Determining risk and financial exposure also explains why life insurance companies ask you certain health-related questions about your drinking habits, smoking habits and driving habits. 

“What’s the difference between ‘whole’ and ‘term’ life insurance?”

A whole life insurance policy lasts your entire life. This means you pay the same amount for your entire life on your life insurance premiums, no matter how old you are or what kind of health you’re in. As you can imagine, whole life insurance is more expensive than term insurance. 

Term life insurance covers you for the length of the policy, known as a term. This allows you to get a life insurance policy that often lasts 10, 20 or 30 years. At the end of your term, your policy expires. You’ll likely have the option to renew your policy at a different cost. 

There are extensive differences between the two policies. As always, one cannot be stated as being broadly better than another. The right option ultimately depends on your financial circumstances and needs. 

“What do the different terms mean on my health insurance?”
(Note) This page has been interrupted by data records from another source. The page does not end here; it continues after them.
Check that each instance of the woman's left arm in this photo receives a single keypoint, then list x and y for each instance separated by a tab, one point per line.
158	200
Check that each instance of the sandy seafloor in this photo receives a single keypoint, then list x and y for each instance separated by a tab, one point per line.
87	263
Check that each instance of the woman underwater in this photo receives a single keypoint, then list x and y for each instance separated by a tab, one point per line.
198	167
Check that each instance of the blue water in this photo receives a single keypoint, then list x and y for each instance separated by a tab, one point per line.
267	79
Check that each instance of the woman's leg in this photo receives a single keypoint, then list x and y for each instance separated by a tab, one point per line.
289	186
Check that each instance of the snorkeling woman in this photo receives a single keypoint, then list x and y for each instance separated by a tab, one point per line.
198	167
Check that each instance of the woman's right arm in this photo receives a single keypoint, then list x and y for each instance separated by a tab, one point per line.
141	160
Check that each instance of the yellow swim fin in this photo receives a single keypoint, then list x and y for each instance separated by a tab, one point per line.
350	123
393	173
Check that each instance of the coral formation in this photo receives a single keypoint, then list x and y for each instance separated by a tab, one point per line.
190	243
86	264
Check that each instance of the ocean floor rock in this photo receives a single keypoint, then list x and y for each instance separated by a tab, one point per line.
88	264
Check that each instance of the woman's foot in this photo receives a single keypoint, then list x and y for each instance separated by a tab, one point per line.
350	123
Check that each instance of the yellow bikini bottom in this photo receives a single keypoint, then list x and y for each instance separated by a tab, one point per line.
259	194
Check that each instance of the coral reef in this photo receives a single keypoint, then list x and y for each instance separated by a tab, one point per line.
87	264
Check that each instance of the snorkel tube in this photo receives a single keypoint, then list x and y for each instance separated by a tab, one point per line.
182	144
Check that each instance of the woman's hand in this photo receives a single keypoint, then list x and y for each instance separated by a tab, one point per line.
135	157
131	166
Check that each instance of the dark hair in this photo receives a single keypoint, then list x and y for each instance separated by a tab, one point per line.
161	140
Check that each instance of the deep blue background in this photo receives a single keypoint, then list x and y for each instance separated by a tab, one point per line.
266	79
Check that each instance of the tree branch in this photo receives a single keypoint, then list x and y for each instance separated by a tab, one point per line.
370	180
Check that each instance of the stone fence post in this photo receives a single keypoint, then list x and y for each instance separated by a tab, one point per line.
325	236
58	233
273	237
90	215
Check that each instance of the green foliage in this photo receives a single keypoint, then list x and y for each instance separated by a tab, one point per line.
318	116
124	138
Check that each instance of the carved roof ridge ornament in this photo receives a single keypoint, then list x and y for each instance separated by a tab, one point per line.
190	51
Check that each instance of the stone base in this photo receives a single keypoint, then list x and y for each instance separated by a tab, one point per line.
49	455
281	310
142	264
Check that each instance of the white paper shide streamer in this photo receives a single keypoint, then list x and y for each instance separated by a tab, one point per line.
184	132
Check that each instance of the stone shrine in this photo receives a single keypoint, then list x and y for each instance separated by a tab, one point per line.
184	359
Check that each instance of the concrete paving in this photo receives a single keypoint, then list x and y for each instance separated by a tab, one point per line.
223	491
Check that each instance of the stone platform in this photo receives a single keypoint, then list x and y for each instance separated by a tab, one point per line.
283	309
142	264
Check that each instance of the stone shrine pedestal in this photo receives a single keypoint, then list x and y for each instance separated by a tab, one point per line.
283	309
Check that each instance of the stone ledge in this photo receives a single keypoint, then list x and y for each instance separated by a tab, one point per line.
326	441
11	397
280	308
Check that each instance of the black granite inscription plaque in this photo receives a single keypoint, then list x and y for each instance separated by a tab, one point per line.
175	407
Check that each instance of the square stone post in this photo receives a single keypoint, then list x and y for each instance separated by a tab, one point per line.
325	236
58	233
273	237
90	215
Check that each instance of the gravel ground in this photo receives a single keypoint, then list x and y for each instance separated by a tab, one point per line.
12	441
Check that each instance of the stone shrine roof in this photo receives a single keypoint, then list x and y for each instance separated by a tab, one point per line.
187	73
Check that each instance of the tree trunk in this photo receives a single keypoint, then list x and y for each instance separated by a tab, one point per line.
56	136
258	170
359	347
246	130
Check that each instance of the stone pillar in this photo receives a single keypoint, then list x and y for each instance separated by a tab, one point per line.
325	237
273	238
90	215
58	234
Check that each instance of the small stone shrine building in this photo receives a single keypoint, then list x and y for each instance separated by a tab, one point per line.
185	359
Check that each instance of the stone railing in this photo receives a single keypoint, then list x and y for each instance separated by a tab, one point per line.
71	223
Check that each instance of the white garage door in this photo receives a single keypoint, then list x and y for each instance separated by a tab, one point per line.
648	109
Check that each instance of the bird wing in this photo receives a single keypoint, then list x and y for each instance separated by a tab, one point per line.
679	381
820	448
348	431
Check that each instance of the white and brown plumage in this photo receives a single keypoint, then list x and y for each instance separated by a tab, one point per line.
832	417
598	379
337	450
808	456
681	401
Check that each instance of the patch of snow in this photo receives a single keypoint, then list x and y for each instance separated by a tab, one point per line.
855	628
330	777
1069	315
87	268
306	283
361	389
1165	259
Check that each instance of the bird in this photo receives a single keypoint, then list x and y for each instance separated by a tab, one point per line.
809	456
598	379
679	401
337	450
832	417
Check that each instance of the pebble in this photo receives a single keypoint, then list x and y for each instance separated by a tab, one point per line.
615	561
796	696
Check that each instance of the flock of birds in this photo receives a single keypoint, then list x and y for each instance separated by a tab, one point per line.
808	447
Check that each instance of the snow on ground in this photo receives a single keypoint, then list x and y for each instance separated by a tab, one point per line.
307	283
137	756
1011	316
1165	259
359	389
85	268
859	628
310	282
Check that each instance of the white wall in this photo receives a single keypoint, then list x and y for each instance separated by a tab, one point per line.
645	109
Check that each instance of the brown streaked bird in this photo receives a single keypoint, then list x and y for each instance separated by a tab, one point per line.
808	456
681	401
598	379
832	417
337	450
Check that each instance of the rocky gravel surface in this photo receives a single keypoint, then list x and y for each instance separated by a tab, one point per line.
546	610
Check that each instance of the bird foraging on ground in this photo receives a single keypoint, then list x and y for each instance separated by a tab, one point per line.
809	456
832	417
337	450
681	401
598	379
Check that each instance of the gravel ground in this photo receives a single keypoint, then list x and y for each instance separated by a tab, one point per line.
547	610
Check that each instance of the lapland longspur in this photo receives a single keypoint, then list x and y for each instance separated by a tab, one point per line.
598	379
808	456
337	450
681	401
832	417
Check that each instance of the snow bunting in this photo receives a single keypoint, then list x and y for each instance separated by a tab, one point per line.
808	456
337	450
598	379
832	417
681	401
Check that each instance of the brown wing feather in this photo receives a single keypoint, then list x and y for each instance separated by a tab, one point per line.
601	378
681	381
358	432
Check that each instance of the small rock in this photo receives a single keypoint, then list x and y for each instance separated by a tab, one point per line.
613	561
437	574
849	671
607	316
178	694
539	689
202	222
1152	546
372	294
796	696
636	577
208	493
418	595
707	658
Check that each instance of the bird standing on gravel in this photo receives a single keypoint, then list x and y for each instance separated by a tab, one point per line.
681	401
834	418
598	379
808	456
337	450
Your health insurance can contain various terms, and many of these can be somewhat confusing. Here’s a quick breakdown of what some of these terms mean:

  • Co-insurance: Co-insurance means you pay a set amount of the costs of a procedure or drug. If you have 20% co-insurance, you pay 20% of the cost of a procedure or medication, provided that you’ve already met your deductible.
  • Copay: This is a flat fee for certain procedures or doctor visits. Lower copays mean you pay less. You may also have different copays for different procedures. For example, you may pay $25 for a primary care visit but $100 for an emergency room visit.
  • Deductible: This is the amount you must pay towards your medical costs in a year before your insurance begins covering them. Say you have a deductible of $2,000. You’ll have to pay $2,000 out of pocket before your insurance begins to cover the procedures or medication costs you incur in that calendar year.
  • Out-of-pocket limit: This is the maximum amount that you can pay before your health insurance will be legally required to pay for all of your services.
  • Premium: This is the amount you pay for your health insurance policy. You may be charged on a monthly, quarterly or yearly basis. If you have work insurance, your premium may also be removed directly from your paycheck.

“What does ‘in-network’ mean when it comes to my health insurance?”

Your health insurance network has negotiated a special arrangement with a certain provider. The agreement means that the provider will see patients who have that particular health insurance and receive a discounted reimbursement rate. This allows people with approved in-network insurance to visit providers in this network. If your provider doesn’t have an agreement with your health insurance company, you may not be able to see them without paying for the total cost of the visit.